Val, I got what you were saying, I just don’t find it overly convincing because (1) if stigmatisation is so widespread, how can it explain such a rare occurrence ie terrorist violence (2) the sorts of people who become radicalized seem to be a pretty mixed bag, in terms of age, background, socio economic position etc. The life experiences seem to vary quite broadly. But I take your point.
I agree feeling like an outsider(whether caught between their parents traditional culture and values and the more liberal one they’re growing up in, or by facing racism and discrimination) can be an important part of radicalisation. I just think it’s overplayed. (Scott atran claims that one of the best predictors of who will become radicalized is the company they keep. Close friends radicalizing each other in small groups, ie football teams, neighbourhood groups etc). That obviously doesn’t rule out stigmatisation as a collective grievance, so I wouldn’t really argue against your point too strongly.

263

Plume 06.14.16 at 10:38 pm

New information keeps reshaping the narrative. But, right now, it looks like this is a case of a deeply conflicted, self-hating man, in denial about his sexuality, likely surrounded by all kinds of horrible messages about the supposedly “sinful” nature of same-sex desire. Apparently, he went to Pulse on several occasions before the massacre. More people are speaking out about seeing him there, even speaking with him, long before it. And he allegedly used apps designed for same-sex dating.

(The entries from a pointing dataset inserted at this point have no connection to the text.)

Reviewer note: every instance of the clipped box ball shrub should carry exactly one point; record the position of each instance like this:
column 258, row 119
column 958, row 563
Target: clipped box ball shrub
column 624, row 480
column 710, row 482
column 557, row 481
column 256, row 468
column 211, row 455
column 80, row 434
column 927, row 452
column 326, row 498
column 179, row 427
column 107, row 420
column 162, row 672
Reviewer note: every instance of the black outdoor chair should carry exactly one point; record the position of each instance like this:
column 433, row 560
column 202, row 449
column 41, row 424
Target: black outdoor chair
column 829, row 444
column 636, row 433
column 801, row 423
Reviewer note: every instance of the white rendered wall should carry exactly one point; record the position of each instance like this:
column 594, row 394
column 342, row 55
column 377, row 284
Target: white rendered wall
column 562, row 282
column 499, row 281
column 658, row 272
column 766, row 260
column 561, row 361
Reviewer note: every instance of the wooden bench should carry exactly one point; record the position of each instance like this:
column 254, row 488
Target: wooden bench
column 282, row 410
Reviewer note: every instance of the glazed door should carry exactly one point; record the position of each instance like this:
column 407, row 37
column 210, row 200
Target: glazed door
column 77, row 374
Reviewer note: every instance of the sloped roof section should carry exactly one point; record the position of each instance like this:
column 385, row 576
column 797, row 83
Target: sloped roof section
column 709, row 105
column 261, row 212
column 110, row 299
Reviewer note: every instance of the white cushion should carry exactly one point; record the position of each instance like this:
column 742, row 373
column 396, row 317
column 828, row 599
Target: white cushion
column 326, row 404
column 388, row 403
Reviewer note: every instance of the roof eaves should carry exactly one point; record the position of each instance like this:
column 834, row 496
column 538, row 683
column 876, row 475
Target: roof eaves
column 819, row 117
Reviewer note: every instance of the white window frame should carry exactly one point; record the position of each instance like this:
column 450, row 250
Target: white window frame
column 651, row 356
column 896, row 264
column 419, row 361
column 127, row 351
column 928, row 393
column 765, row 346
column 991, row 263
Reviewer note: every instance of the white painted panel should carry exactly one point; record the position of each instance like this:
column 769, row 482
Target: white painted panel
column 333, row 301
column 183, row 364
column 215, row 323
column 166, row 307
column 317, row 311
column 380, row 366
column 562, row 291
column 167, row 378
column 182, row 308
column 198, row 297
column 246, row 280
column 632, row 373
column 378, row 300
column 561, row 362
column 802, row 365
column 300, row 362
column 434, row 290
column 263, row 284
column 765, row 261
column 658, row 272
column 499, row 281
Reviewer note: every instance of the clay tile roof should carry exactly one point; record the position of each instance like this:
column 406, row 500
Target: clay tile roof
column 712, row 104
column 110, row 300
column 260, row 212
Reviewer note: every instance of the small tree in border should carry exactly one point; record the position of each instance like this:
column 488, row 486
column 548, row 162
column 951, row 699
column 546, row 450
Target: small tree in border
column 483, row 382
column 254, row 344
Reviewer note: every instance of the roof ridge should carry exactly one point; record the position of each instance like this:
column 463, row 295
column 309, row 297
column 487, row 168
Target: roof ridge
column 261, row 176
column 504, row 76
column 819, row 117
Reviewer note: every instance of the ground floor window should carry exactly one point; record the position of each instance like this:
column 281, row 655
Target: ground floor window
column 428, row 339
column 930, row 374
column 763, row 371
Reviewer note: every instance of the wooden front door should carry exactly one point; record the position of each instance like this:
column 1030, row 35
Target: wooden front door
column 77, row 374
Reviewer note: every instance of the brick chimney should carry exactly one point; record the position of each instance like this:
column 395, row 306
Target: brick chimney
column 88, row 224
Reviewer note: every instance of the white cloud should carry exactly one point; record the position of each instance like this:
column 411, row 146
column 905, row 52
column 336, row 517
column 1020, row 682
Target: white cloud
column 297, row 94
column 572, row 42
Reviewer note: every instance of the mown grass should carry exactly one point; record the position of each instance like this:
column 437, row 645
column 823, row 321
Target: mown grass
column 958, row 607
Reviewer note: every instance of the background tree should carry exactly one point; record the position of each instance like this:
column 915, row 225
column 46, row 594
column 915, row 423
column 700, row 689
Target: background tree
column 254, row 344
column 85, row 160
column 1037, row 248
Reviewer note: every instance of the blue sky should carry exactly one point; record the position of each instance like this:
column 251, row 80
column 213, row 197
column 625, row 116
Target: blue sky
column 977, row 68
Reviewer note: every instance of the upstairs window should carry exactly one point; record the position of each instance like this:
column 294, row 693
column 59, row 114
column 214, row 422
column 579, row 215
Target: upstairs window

To me, this shouldn’t be called “terrorism” at all, much less “Islamic Terrorism.” Trump is his usual ignorant, moronic self on this issue. Terrorism assumes a political rationale, a motive of effecting some political agenda/change. None was remotely accomplished in Orlando. This looks far more like a profoundly disturbed human being, who finally snapped, with a mix of hatred toward others and (most importantly) himself. Our society’s insane worship of guns, its glorification of gun culture, and its refusal to do anything to prevent easy access to high-capacity weapons, weaponized his hate. In a sense, it put the weapon of mass destruction in his hands for him — it’s that easy these days.

It’s basically irrelevant what we call this, in light of such a tragedy. It really doesn’t matter. But if anything fits, it’s “mass shooter.” And I don’t think his religion had anything to do with this, either, other than the usual ultra-conservative messages about “sin” and sexuality, which the three monotheisms of the Levant share. No “Christian” should feel a sense of superiority in this case. Their bible is every bit as ultra-reactionary on the subject, to monstrous effect.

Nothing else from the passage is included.